Soundcraft Releases Digital Desk With DMX

I've got to say that the idea has run through my head more than once. I've spent many a long night mixing a band with a little DJ light console or the remote focus unit (RFU) from a larger console balanced on my mixer. Sure there are ways to get a larger console to output MIDI notes to control a lighting console, or vice versa, having the lights trigger a scene change on a desk. That's not really what this is about though.  Here's the press release and the product page.

Before you go off to read those though, think about what this means for small venue productions. If you're the one guy in charge of sound and lights, you can stay in the same spot and page back and forth between the two. It looks like you can even have access to both on the same page in the master section if you take the time to set it up that way.  I'm still trying to wrap my head around just how much lighting control you get though.

Sound wise it looks pretty sweet. It comes with 24 or 32 mic pres and can handle up to 80 with expansion cards and digital snakes. There are also a boat load of outputs that you can configure eight ways from Sunday. I won't bore you with the details, you can go look it up if the idea of doing a bar gig with a true LCRS rig, delay lines and multiple stereo monitor mixes with matrix outs to your Pro Tools rig gets you excited. Eight VCAs, dual Lexicon processors and a nice fat channel round out the mix.

On the lighting side you only get one DMX universe so it's really out of the question for larger productions. It looks like it's set up with four scenes that you get on the channel fader pages and the masters live in the master section.  I'm not sure what you can do in terms of chases so it may be better suited to theatrical work than club shows. You can take snapshots of the lighting section independently or along with the audio section. (Sounds perfect for scene changes on that musical production.)

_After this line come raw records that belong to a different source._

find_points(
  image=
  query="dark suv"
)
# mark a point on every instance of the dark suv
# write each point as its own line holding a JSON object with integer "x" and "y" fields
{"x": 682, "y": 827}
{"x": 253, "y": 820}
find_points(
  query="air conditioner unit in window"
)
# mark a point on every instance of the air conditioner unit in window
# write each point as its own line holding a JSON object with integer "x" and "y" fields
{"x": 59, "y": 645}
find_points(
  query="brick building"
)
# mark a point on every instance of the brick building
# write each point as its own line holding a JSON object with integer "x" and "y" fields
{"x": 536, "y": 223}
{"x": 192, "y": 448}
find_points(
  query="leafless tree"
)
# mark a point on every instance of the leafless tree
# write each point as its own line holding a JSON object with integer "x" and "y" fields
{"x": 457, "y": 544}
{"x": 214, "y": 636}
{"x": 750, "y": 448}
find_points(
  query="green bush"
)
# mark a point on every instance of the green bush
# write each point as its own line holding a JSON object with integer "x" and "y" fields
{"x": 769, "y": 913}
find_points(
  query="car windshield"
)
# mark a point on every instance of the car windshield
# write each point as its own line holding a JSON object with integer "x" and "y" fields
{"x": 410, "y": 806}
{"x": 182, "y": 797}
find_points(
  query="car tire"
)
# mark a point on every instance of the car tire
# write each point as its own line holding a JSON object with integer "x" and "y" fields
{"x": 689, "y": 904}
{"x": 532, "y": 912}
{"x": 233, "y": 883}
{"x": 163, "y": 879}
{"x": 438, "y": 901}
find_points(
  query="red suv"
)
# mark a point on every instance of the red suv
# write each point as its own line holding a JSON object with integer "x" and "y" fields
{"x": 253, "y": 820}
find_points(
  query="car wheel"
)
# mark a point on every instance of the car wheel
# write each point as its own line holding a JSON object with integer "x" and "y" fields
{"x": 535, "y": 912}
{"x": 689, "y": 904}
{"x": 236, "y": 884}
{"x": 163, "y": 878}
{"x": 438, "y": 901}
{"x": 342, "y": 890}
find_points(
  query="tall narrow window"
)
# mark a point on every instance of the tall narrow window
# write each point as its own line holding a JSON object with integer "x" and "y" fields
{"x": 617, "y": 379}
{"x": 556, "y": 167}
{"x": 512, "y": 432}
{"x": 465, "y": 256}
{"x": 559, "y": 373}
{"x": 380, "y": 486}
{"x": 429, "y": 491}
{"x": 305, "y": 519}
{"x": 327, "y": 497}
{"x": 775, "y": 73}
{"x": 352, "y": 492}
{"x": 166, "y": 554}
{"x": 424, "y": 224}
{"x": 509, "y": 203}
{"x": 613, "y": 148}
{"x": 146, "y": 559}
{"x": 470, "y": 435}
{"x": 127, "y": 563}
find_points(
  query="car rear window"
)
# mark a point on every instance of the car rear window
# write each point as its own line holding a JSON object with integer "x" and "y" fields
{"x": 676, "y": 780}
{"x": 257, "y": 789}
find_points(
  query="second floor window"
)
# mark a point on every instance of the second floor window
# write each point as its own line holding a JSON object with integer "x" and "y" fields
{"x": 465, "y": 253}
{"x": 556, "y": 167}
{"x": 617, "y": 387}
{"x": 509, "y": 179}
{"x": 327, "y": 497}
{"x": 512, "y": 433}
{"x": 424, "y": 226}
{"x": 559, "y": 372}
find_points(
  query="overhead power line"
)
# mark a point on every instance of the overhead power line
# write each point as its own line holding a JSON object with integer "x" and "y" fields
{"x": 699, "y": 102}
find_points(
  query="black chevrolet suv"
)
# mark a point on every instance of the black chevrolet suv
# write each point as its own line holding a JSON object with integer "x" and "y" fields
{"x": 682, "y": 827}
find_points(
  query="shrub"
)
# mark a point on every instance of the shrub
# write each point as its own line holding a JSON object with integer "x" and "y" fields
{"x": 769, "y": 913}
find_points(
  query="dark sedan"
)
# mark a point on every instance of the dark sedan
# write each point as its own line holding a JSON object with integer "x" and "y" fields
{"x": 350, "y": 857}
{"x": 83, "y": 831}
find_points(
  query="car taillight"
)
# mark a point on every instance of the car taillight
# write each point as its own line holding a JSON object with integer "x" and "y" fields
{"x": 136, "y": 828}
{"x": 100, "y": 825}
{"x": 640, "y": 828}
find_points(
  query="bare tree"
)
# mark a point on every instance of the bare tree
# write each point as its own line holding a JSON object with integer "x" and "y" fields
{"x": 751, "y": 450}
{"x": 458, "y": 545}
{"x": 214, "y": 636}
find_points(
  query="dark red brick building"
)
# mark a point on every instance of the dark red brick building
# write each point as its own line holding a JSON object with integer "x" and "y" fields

It's a brave new world out there Brethren of the Knob and Fader. An exciting time. It's not a time to cling to old values and methods. Although depth of experience will never be an unwanted trait in a sound guy, it's going to be important to stay up on what's new. Skill, talent and taste are the only thing that separates the Jedi-level sound guy from the paperboy with a fancy pole speaker rig that he can run from his cell phone.